Neden bu hikayeye devam ediyorum bilmiyorum ama meğerse bu hikaye benim mutluluğummuş. Bu kitabi yazmadan mutlu olamıyorum. Bende yazıyim dedim. İyi okumalar.
-Rose-
Justinin anlattıklarından sonra gerçekten şok olmuştum. Ne diyeceğimi bilemiyordum. Sonuçta O Justindi. Dianayla bile bunları yapıyorsa, kim bilir bütün kızları nasıl oynatıyordu?
Bana oyun oynuyor, biliyorum. Jeremynin üvey kardeşinden zaten ne beklerdim ki ? İkiside aynı piçlerdi. Ve ben onların oyununa asla kanmayacaktım.
Hemen ayağa kalktım ve hızlı hızlı yürümeye başladım. Justin arkamdan koşuyordu.
"Rose nereye gidiyorsun?" dedi hala koşmaya devam ederken.
Hiçbir şey söylemedim. Söyleyemedim. Onu seviyordum. Ama o beni kandırıyordu. Gerçekten şuan Drewin kıymetini anlıyordum.
Koştum..Koştum...Ve koştum...Ta ki..Bir taksi görene kadar....

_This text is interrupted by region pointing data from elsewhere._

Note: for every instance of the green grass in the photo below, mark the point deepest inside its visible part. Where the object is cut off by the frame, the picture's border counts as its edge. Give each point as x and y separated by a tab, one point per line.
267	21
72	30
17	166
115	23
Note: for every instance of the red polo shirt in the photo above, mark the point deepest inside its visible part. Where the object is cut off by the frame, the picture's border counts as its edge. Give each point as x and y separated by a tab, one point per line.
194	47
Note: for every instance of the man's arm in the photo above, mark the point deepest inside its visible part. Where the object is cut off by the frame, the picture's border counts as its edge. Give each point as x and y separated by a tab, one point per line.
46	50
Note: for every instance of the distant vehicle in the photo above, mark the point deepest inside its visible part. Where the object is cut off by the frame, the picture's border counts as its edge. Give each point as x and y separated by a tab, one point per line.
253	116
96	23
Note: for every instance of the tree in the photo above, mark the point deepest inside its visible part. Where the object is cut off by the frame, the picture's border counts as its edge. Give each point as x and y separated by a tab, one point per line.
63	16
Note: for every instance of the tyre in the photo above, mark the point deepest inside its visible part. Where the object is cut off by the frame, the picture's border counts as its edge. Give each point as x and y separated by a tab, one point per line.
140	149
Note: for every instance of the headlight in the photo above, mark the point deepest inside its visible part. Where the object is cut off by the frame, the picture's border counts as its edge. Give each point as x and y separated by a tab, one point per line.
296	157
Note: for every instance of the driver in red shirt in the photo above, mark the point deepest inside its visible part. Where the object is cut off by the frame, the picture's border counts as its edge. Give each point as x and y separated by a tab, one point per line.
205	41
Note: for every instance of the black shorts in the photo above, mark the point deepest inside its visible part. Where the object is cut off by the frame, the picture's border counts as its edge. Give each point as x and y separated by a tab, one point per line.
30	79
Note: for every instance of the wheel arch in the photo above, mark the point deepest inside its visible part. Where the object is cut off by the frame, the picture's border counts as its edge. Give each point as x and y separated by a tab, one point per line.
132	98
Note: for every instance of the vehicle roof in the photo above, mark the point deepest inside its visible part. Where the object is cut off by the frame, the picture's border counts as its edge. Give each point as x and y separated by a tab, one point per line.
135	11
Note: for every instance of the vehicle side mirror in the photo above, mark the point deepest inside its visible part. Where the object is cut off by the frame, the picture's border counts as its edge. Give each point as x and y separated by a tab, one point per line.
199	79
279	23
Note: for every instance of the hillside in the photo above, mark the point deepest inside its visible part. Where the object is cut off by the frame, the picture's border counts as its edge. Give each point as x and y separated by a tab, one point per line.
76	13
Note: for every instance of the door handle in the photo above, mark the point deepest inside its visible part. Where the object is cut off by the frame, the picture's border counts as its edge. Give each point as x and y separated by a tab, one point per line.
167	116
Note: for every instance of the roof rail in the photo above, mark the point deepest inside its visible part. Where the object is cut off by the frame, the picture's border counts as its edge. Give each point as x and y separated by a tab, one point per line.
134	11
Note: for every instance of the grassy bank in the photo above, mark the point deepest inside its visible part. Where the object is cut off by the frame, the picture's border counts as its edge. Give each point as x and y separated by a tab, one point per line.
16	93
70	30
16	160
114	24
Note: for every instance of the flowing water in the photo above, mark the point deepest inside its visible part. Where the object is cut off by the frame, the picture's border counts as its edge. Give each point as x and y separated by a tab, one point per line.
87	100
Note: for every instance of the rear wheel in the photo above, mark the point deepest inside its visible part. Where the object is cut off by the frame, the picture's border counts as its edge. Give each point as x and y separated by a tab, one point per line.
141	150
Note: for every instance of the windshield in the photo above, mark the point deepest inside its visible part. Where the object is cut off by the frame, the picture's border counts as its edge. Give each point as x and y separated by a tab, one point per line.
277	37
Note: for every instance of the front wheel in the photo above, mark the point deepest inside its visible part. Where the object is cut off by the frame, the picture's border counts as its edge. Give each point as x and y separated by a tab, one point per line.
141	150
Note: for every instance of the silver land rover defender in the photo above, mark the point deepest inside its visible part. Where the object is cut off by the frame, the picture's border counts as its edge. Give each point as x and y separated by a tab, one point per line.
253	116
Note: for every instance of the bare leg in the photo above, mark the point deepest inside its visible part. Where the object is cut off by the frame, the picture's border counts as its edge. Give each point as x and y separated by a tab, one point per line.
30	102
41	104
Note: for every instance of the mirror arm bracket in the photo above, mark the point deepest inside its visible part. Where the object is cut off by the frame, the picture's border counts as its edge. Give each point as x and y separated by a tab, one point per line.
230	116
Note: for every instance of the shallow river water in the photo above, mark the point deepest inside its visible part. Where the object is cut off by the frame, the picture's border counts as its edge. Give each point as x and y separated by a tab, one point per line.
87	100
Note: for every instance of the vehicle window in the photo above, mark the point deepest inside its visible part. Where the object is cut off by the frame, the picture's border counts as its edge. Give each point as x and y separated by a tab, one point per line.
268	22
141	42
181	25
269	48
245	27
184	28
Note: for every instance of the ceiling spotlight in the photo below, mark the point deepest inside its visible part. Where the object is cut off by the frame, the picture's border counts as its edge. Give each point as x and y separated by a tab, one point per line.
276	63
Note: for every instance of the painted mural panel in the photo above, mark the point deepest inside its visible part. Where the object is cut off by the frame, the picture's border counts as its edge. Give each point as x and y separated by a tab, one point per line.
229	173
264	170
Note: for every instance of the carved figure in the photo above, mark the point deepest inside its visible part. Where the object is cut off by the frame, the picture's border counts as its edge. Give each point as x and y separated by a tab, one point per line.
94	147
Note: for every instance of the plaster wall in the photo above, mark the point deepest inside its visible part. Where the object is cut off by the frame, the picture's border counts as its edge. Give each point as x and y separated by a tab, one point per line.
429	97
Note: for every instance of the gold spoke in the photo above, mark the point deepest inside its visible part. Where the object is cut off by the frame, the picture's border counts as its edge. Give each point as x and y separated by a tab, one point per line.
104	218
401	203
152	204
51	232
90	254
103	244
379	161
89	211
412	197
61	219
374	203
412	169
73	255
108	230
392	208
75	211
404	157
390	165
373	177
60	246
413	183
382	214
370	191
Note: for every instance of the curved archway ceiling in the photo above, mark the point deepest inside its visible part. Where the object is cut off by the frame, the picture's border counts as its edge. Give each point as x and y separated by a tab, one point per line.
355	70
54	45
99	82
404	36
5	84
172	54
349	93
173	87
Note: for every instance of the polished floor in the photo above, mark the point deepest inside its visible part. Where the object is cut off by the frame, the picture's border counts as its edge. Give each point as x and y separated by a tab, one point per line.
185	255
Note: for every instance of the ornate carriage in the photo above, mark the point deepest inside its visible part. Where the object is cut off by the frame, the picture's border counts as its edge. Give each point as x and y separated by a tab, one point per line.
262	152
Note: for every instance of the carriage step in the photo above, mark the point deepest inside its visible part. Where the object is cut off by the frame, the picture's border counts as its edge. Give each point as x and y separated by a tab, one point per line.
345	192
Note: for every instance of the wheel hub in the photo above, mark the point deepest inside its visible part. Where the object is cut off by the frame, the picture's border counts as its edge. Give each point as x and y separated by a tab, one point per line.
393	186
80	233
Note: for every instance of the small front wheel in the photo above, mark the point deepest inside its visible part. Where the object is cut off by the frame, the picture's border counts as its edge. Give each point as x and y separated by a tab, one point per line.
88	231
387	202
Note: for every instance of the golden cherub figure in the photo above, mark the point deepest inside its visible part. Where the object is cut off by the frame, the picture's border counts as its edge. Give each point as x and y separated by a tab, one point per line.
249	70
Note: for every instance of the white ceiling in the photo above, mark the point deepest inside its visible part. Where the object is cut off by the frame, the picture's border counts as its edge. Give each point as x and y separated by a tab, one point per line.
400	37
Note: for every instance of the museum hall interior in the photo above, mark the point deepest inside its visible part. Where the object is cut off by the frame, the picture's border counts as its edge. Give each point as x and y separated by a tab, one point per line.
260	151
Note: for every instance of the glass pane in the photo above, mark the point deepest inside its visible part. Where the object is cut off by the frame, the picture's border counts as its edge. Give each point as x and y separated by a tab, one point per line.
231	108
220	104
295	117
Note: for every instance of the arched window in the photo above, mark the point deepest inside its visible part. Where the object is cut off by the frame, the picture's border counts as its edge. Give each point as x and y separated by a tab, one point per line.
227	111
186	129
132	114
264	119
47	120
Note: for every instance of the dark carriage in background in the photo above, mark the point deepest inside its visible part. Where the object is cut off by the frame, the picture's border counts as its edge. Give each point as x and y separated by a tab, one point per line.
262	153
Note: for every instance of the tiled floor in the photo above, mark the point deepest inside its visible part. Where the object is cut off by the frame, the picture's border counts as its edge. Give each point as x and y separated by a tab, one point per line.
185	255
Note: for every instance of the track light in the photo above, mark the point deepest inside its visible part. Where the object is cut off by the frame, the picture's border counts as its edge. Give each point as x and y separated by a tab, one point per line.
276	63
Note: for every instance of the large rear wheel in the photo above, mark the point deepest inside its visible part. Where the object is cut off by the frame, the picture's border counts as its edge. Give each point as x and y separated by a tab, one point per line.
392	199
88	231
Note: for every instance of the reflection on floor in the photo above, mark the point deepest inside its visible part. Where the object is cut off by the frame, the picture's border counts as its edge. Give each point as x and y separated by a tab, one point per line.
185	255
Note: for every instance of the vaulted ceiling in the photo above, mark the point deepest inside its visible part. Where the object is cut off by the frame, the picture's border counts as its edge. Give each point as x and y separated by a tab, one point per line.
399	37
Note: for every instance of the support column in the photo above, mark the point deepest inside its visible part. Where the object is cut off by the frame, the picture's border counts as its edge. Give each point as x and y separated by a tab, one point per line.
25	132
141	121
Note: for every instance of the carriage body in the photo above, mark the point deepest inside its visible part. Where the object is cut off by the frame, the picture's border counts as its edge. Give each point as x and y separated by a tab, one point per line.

Camdan ona baktığımda dizlerinin üzerine çökmüştü. Gözleriyse dolmuştu. Ne yani ? Benim için mi ağlıyordu ? Diye düşünürken yavaş yavaş Justin kaybolmuştu. Taksi arabayı sürüyordu ve Justin de kayboluyordu giderek yavaş yavaş...
Hıçkırarak ağlamaya başladım. Ben nasıl bir insan olmuştum böyle ? En iyi arkadaşıma ihanet etmiştim. Jeremyi üzmüştüm. Abim acaba eve gelmiş miydi ? Ben bunu çoktan unutmuştum.
Onu çok özlemiştim ve gerçekten birinin omzunda ağlamaya çok ama çok ihtiyacım vardı...
-Diana-
Jack uyumuştu. Bugün bana bir işte çalışacağını ve bir ev tutacağını söylemişti. Güya Rose ve o beni rahatsız etmek istemiyormuş. Tabiki ben kabul etmemiştim bunu.
Hemen Jackin yanına gittim. Taş gibi uyuyordu ve horluyordu. Bu da benim gülmeme sebep oluyordu açıkcası. Onun yüzünü incelemeye başladım. Kusursuz yüzü, minik burnu ve kalın dudakları vardı. Ve ben o okyanus gibi gözlerin içinde kaybolmayı çok istiyordum.
Ah..Diana kendine gel. Ne diyorsun sen ? Sen bu çocuğu kullanacaksın, Rose ve Justini cezalandıracaksın.
Rose daha gelmemişti. Justinle yiyişiyordur herhalde deyip kendi kendime gülmüştüm ve sorunlular gibi kahkahalar atıyordum. Çünki kazanacaktım. Ben kazanacaktım..Bunları düşünürken uykuya dalmıştım..
-Jeremy-
Planım çok iyi gidiyordu. Herşey çok iyiydi. Hemen telefonumu aldım Rose"a mesaj attım.
"Merhaba Rose. Benim nasıl biri olduğumu merak ediyormusun"
"Drew..Lütfen karşıma çık..Sana çok ihtiyacım var..Lütfen"
Kahkaha atmıştım. Gerçekten bu kız nasıl bu kadar saf olabiliyordu, bilmiyordum. Bugün ona büyük bir süpriz yapacaktım.
"Eve git. Gelicem bende"
"Sen nerden biliyorsun hangi evde kaldğımı?"
"Seni yıllardır takip ediyorum Rose. Sana aşığım." diye yazdım ve telefonumu elime alıp, Diananın evine doğru gitmeye başladım...
Biraz kısa biliyorum. Şimdi siz bu ne diyeceksiniz muhtemelen. Bizimle dalga geçiyor diyeceksiniz. Gerçekten kitap yazmak beni rahatlatıyor. O yüzden yeni bölümleri elimden geldiğince en kısa zamanda atacağım. Hiç birinizi kırmak istemiyorum.